Data Quality / Cleansing

While uploading the above data to a data warehouse database, errors such as inconsistent data, duplicates, logic conflicts, and missing data may appear. Data consolidation should remove the noise.

Over-Cleansed Data

On the other hand, if there are strict rules , and the data gets over-cleansed, then the data does not correspond to real data, making training data inaccurate and the prediction model unreliable.

Old Data are Out of Date

Often, user master data, such as customers, appear several times in backend systems. They may be distinct entities that point to the same customer. Old data should be marked as old and kept out of scope since training a model with old data may lead to wrong conclusions regarding predictions.

Not Enough Data

Among other factors, model reliability depends strongly on the training dataset size. Following this rule, a large training dataset is more reliable than a smaller one. This is a fundamental machine learning challenge called cold start, where the model is not effective in the beginning due to the lack of data. You can find this in cases of a new product, a new customer group, etc.

Too Much Data

From a statistical point of view, beyond a point, feeding the model with data does not improve the accuracy of predictions. This may waste computational and time resources.
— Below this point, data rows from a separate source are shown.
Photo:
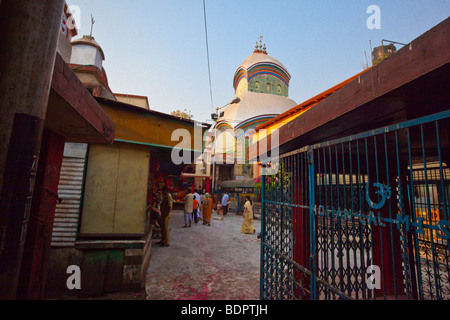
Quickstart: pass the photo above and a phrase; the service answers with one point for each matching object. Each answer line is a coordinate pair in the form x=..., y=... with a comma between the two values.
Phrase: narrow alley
x=206, y=263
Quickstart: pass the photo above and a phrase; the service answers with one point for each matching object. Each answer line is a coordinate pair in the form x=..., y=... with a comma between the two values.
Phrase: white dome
x=256, y=105
x=258, y=57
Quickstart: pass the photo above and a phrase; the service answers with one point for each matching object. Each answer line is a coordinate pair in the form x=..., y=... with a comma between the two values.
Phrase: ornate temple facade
x=261, y=85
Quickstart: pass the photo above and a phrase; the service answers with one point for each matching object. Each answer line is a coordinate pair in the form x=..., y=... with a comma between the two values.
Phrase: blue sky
x=157, y=48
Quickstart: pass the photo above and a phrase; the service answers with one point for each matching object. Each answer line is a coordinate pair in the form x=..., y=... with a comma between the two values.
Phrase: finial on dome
x=259, y=48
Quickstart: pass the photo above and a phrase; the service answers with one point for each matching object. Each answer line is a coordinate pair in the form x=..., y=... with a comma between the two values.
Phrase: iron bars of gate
x=360, y=217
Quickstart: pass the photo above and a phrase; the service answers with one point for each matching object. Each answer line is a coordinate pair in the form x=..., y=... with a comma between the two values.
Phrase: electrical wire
x=207, y=54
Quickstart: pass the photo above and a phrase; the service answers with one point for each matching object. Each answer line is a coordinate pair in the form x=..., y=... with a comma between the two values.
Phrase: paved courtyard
x=206, y=263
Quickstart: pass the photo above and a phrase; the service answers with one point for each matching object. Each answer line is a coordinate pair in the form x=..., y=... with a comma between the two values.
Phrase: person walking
x=188, y=208
x=207, y=209
x=199, y=209
x=195, y=209
x=247, y=222
x=225, y=204
x=165, y=209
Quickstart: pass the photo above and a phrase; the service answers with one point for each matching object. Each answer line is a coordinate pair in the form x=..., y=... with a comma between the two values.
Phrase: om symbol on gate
x=383, y=190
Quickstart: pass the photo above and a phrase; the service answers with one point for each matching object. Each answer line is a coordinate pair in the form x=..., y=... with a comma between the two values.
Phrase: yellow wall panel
x=132, y=181
x=100, y=189
x=115, y=195
x=145, y=128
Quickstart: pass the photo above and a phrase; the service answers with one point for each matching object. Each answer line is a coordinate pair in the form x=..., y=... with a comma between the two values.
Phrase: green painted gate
x=360, y=217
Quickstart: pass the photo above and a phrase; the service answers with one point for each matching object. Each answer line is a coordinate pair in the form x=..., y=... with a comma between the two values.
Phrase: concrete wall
x=141, y=102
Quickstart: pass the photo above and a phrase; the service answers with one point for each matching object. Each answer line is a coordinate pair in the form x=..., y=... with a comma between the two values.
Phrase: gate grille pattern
x=378, y=199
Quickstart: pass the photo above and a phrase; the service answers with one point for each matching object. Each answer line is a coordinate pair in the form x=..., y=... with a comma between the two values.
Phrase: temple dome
x=261, y=83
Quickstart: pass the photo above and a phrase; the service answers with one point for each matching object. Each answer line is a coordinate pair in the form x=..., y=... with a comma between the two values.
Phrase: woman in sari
x=247, y=223
x=207, y=209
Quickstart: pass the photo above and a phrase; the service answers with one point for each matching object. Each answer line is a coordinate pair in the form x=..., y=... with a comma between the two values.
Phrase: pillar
x=387, y=253
x=40, y=226
x=28, y=39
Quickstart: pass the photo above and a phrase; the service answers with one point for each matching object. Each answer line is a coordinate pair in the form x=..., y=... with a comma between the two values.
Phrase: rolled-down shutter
x=70, y=188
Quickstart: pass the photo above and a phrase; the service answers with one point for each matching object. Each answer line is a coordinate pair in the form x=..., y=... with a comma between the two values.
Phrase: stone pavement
x=206, y=263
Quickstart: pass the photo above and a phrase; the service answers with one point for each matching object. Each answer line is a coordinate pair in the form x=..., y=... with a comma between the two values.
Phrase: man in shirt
x=225, y=203
x=166, y=208
x=197, y=215
x=188, y=208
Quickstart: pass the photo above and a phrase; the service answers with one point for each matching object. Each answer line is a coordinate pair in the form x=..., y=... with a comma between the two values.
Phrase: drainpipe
x=29, y=33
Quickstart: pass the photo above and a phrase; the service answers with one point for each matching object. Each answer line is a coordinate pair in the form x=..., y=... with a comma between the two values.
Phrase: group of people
x=196, y=207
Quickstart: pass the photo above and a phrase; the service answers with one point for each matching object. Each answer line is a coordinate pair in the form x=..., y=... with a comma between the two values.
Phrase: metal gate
x=362, y=217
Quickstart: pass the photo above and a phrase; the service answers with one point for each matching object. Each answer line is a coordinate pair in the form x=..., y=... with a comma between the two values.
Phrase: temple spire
x=260, y=48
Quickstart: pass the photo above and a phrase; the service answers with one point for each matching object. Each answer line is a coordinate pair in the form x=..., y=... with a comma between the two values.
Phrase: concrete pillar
x=39, y=233
x=28, y=39
x=387, y=252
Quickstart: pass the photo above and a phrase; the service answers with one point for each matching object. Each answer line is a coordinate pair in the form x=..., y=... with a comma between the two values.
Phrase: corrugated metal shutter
x=70, y=187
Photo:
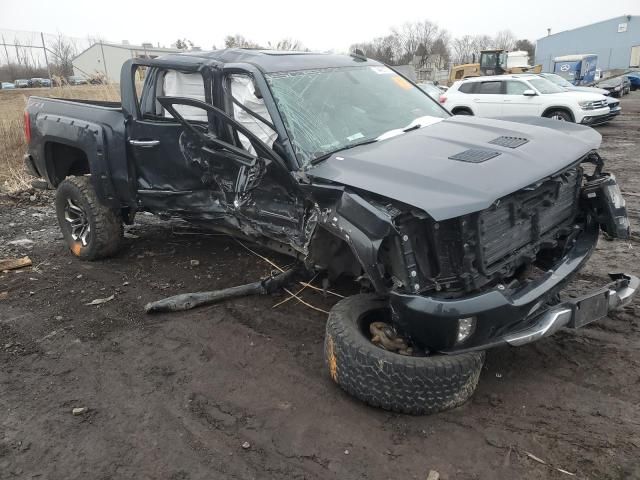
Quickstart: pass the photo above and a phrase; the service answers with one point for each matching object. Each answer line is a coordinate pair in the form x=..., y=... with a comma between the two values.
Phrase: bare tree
x=239, y=41
x=464, y=49
x=63, y=52
x=505, y=39
x=384, y=49
x=183, y=44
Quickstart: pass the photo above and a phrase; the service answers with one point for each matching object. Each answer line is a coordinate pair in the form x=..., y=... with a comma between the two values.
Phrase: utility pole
x=104, y=63
x=46, y=59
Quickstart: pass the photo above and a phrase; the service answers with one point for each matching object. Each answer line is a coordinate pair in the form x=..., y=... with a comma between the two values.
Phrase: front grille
x=516, y=226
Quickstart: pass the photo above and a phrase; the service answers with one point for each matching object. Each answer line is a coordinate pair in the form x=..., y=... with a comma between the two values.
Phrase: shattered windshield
x=330, y=109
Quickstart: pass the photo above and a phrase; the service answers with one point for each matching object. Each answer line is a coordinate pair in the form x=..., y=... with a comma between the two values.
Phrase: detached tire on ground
x=91, y=229
x=400, y=383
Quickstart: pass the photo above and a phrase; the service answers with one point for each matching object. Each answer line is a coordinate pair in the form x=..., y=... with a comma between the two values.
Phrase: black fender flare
x=86, y=136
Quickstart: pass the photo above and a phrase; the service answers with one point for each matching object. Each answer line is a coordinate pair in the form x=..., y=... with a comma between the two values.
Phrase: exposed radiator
x=526, y=219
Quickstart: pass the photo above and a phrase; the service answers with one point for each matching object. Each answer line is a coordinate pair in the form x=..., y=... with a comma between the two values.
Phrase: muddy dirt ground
x=175, y=396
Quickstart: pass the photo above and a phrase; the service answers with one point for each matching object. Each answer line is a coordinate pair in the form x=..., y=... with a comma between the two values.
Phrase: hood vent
x=509, y=142
x=474, y=155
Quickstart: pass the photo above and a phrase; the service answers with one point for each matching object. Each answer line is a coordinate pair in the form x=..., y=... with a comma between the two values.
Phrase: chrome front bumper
x=579, y=312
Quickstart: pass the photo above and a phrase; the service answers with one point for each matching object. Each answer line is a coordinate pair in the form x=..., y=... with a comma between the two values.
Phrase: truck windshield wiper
x=346, y=147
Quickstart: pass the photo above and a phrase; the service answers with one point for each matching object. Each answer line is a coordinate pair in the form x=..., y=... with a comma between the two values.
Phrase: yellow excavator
x=495, y=62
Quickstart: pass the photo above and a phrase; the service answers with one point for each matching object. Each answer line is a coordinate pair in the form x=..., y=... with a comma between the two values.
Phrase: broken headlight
x=605, y=197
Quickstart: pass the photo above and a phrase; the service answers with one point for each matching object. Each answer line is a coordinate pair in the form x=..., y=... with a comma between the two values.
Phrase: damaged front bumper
x=579, y=312
x=511, y=317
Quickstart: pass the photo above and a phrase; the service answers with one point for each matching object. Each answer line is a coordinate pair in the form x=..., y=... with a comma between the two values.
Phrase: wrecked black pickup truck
x=462, y=230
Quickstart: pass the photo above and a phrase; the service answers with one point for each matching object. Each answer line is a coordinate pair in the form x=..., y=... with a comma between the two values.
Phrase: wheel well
x=561, y=109
x=64, y=160
x=462, y=109
x=332, y=254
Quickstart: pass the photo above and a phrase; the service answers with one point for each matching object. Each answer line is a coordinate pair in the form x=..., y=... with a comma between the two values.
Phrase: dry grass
x=12, y=142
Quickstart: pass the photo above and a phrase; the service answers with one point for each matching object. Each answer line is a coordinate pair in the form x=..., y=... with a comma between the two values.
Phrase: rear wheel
x=399, y=382
x=561, y=115
x=91, y=229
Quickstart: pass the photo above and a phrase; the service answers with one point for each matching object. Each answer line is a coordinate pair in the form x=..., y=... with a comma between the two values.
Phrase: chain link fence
x=28, y=55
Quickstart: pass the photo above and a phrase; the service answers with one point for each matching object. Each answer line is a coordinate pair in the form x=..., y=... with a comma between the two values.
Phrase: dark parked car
x=462, y=230
x=39, y=82
x=615, y=86
x=77, y=80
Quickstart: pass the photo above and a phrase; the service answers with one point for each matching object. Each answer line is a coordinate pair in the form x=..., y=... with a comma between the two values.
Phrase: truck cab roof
x=271, y=61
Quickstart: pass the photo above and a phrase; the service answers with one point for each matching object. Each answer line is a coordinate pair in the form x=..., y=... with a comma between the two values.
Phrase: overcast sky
x=320, y=25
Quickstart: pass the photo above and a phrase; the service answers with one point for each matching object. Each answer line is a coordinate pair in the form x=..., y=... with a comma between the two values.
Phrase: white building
x=106, y=59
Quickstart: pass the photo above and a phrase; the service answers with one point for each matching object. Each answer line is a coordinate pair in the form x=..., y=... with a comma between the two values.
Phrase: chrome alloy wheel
x=78, y=222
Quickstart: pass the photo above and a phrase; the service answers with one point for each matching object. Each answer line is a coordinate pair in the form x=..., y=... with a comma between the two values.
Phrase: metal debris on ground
x=433, y=475
x=187, y=301
x=385, y=336
x=14, y=263
x=100, y=301
x=21, y=242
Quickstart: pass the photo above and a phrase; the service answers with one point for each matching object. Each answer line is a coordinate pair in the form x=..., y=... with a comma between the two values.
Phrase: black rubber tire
x=106, y=231
x=560, y=113
x=400, y=383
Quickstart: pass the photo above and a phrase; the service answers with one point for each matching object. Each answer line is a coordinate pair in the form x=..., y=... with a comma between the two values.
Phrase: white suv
x=523, y=94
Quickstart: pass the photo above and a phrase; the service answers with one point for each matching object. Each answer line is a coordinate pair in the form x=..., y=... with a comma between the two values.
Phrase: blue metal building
x=616, y=42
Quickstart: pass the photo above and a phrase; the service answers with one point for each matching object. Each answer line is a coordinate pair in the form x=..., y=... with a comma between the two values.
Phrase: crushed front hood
x=415, y=168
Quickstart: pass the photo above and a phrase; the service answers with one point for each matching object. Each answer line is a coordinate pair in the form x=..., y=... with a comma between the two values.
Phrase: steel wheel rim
x=78, y=222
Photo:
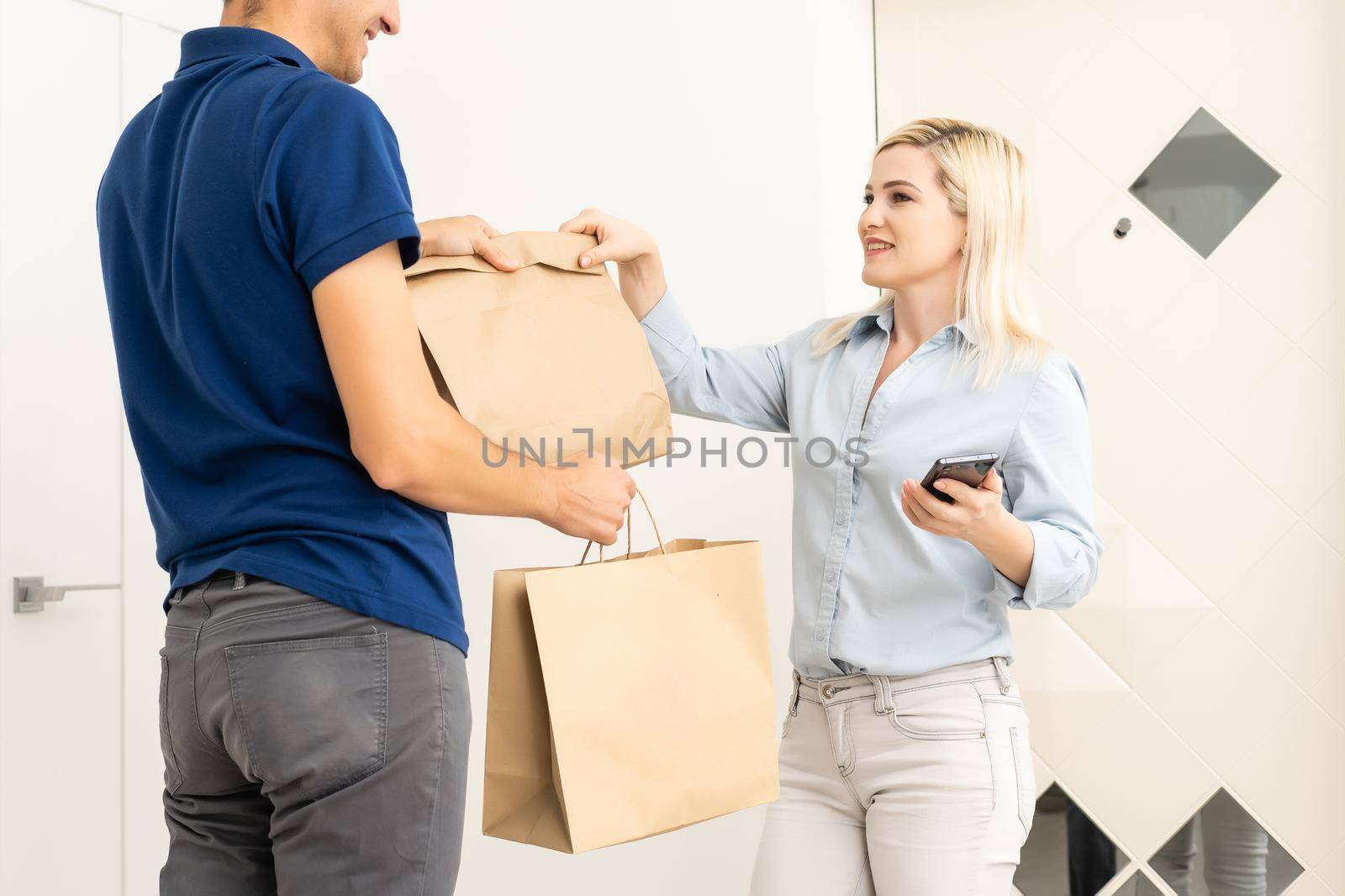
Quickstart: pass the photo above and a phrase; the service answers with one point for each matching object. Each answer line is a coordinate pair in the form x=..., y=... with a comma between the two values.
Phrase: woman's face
x=907, y=230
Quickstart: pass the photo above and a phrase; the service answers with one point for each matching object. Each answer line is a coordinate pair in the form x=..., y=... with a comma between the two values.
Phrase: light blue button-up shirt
x=872, y=593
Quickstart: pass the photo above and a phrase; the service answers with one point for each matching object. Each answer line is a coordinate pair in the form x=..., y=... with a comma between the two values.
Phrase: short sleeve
x=331, y=182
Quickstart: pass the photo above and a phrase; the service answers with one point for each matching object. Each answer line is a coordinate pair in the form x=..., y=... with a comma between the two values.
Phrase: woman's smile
x=874, y=248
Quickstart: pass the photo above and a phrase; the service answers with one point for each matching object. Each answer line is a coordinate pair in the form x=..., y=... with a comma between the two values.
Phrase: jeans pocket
x=1024, y=775
x=313, y=712
x=172, y=774
x=939, y=712
x=1013, y=790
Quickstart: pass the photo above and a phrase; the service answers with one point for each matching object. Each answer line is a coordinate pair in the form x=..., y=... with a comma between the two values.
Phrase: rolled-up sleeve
x=744, y=387
x=1048, y=477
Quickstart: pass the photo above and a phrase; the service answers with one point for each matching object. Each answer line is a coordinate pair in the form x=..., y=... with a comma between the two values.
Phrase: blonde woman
x=905, y=757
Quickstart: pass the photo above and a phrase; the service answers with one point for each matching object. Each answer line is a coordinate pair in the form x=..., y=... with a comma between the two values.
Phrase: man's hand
x=464, y=235
x=589, y=498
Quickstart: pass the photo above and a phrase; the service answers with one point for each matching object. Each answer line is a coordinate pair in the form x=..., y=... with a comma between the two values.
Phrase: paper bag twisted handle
x=643, y=501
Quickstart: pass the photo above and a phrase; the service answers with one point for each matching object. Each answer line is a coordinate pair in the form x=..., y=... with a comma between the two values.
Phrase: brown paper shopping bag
x=629, y=697
x=542, y=351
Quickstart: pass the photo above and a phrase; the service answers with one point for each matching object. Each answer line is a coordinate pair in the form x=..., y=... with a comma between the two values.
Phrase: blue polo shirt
x=228, y=198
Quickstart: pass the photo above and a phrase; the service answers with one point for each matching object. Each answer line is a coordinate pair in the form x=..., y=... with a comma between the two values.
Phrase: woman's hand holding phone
x=634, y=250
x=974, y=515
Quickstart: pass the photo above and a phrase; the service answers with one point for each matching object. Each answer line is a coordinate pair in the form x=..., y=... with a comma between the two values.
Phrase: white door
x=80, y=764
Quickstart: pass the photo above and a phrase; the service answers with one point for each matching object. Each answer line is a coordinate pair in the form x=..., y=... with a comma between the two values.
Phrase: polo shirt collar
x=883, y=320
x=203, y=45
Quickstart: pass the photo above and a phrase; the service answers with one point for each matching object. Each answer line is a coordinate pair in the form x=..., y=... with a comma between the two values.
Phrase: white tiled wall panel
x=1212, y=651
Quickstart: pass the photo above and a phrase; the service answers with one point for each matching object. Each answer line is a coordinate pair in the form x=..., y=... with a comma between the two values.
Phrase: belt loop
x=1005, y=683
x=881, y=696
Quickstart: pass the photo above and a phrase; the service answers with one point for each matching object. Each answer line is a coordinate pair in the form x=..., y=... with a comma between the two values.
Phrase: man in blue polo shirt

Underestimate Social Media Data

Social media contains valuable information regarding behavior and attitude that are often more valuable than attributes hidden in transactional data. But intent data coming from social media are unstructured and difficult to interpret.

Overestimate Surveys

Often, predictive models rely on intent data coming from surveys or submitted forms. But surveys completion rate is low and usually customers that submit such information are the loyal ones. This may lead to non-representative training data and a non-reliable prediction model.

Anonymous Customer

Predicting the outcome of anonymous customer remains a challenge, since you do not have a lot of information about this type of customer. Usually, it is restricted to geographic location data and site browsing history. A lot of effort has gone in building unsupervised techniques for predicting what a customer group will like but it still remains a big challenge.

Model Related Challenges

Model type selection, along with input features -independent variables- selection, is critical in building a predictive model.

Model Complexity

To cover a wider range, models may incorporate many input variables creating a complex and expensive model. These models are difficult to monitor and adjust, making them an inefficient way to predict outcomes. Instead of quantity, you should focus on the accurate selection of the input variables .This requires a deep understanding of clinical domain knowledge, the business objectives at hand, and the data on which the model will be run.

Wrong Algorithm Selected - Simplified Model

There is a trend, and a principle, that the best solution is the simplest one. Simple linear models are easy to understand and build, require less computational resources, and they can be easily adjusted. But reality often is not linear.

Wrong Features Selected

Primarily due to a lack of knowledge, the model input may include wrong data features (input variables) or features that contain much noise, lowering the prediction efficiency.

Model Evaluation

While, evaluation methods and metric are clear in supervised machine learning, this is not the case in unsupervised models where metrics may not reflect the model outcome. For example, a good F1 score may have value only if the evaluation data cover all desired features in the model.

Conclusion

Predictive analytics opened up a new realm of possibilities in many areas within an organization. But since they are reliant on set models and data solutions, they can present problems with deployment and thus not being efficient if they are not optimized.